La risposta data dall’Italia all’emergenza Covid-19 è stata, quindi, una risposta conservativa e poco innovativa, anche se, considerata la situazione del Sistema Sanitario Italiano, era l’unica possibile. Tuttavia, non si può nascondere che se la risposta non appropriata anche i risultati saranno sub-ottimali. E, di fatto, in Italia abbiamo dei tempi di contenimento più lunghi dell’epidemia e un maggior tasso di mortalità.
Il CoronaVirus in Calabria. Quanto alla situazione in Calabria i dati sono ancora pochi. Ad oggi abbiamo dal Comunicato della Regione Calabria 35 positivi (37 con gli ultimi due comunicati dal GOM di Reggio Calabria dopo le 18), così distribuiti territorialmente:
- Catanzaro: 5 in reparto
- Cosenza: 7 in reparto; 2 in rianimazione; 1 in isolamento domiciliare
- Reggio Calabria: 4 in reparto; 6 in isolamento domiciliare; 1 guarito
- Vibo Valentia: 4 in isolamento domiciliare
- Crotone: 5 in isolamento domiciliare
I soggetti in quarantena volontaria sono 2382, così distribuiti:
- Cosenza: 430
- Crotone: 140
- Catanzaro: 396
- Vibo Valentia: 363
- Reggio Calabria: 1053
I tamponi fatti sono 360.
Il dato incoraggiante è il gran numero di soggetti in quarantena, soprattutto a Reggio Calabria, che può essere considerato un indicatore delle approfondite azioni che si stanno adottando per spezzare le catene di trasmissione e il livello di aggressività del virus. In Calabria, il CoronaVirus appare meno aggressivo con un numero inferiore di ricoveri rispetto alle altre regioni e una percentuale di pazienti in intensiva che è del 5,7% a fronte di un dato nazionale superiore al 10%. Va detto, comunque – per evitare facili ottimismi – che il numero esiguo di casi non rende quest’ultimo dato molto attendibile in questa fase.

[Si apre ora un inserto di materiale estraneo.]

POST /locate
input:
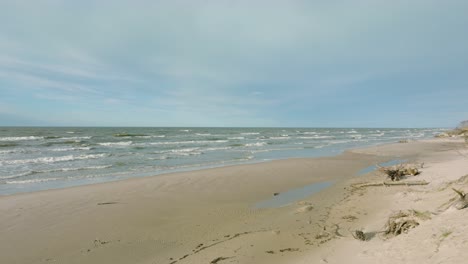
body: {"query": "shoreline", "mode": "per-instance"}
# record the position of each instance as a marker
(187, 217)
(102, 155)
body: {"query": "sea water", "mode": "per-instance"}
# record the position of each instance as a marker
(44, 158)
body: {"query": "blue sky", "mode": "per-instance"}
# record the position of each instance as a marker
(360, 63)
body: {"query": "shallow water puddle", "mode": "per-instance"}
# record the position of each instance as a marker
(383, 164)
(293, 195)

Se un insegnamento utile la Calabria e il paese possono prendere in prestito dall’esperienza coreana è quello di usare una strategia più aggressiva nell’individuazione dei positivi. L’appello da fare all’On. Santelli è quello di estendere in Calabria l’analisi dei tamponi anche agli asintomatici per ottenere una mappatura migliore della propagazione del contagio e per poter intervenire terapeuticamente in maniera più rapida ed incisiva. Questa misura – congiunta con la già attuata creazione della zona rossa – può rapidamente portare la Calabria fuori dall’incubo coronavirus.